/projects/api-gateway

Distributed API Gateway

High-performance API gateway built with Node.js, handling rate limiting, auth, and request routing across microservices.

Started: June 2023
Updated: Nov 2024
Role: Lead Engineer
Status: maintenance

Node.js
Redis
Docker
Kubernetes
PostgreSQL

An API gateway serving as the single entry point for a microservices architecture, handling approximately 50,000 requests per minute at peak load.

Key Features

Rate Limiting and Throttling

Distributed rate limiting using Redis with sliding window counters
Per-client quotas based on subscription tier
Automatic backoff and retry logic with exponential delays

Authentication and Authorization

JWT-based authentication with RSA-256 signing
Role-based access control (RBAC) with fine-grained permissions
API key management for third-party integrations

Request Routing

Dynamic service discovery via Kubernetes DNS
Circuit breaker pattern to prevent cascade failures
Health checking and automatic failover

Architecture Decisions

The gateway is stateless, allowing horizontal scaling based on CPU metrics. All rate limit counters and session data live in Redis clusters for sub-millisecond lookup times.

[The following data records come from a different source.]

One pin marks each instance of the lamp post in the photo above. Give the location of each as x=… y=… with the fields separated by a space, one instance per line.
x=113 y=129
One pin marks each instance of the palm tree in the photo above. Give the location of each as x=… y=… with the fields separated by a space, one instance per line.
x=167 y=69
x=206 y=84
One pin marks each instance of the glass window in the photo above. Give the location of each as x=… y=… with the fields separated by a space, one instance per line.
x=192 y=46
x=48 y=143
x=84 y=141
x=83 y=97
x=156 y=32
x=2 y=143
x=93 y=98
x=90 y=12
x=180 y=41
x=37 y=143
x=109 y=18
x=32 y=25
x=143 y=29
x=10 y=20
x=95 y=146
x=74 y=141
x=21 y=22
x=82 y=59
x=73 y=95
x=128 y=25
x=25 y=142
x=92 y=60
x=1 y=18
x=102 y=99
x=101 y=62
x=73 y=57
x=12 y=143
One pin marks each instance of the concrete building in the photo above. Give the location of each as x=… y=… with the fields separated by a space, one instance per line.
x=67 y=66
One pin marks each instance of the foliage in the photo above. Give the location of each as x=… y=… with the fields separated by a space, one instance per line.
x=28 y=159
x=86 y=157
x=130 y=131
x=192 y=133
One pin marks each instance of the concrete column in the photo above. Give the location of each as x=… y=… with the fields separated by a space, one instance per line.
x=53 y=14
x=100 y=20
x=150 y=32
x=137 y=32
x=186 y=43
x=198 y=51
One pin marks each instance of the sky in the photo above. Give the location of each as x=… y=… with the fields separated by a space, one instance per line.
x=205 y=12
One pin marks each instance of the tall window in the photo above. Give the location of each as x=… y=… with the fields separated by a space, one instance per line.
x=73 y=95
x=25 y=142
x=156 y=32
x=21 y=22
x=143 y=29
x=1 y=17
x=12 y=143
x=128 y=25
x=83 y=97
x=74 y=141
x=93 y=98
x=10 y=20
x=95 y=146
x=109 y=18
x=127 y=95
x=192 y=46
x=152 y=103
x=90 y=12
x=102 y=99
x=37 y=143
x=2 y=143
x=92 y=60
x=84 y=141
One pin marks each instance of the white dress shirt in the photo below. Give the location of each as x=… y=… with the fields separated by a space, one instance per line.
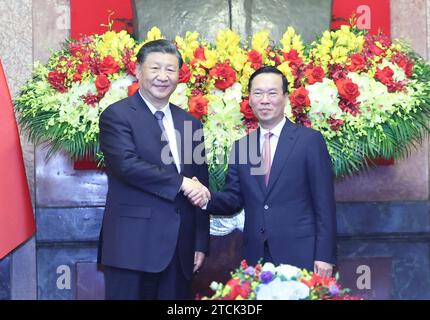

Circuit breakers prevent downstream service failures from cascading. If a service returns 50% error rates over 10 seconds, the circuit opens and requests fail fast rather than timing out.

Request logging happens asynchronously to avoid blocking the main path. Logs are buffered and flushed to Elasticsearch in batches.

Operational Highlights

Deployed on Kubernetes with auto-scaling policies. During traffic spikes, the gateway scales from 3 to 15 pods within 60 seconds.

Monitoring includes Prometheus metrics for request rates, latency percentiles, and error rates. Grafana dashboards provide real-time visibility into system health.

The gateway reduced average response time by 40% compared to direct microservice calls by implementing connection pooling and keep-alive.

Lessons Learned

Circuit breakers are essential. Without them, one slow service can bring down the entire stack.
Rate limiting must account for clock skew in distributed systems. We learned this the hard way when clients could bypass limits by hitting different gateway instances.
Observability is not optional. Without detailed metrics and tracing, debugging production issues is nearly impossible.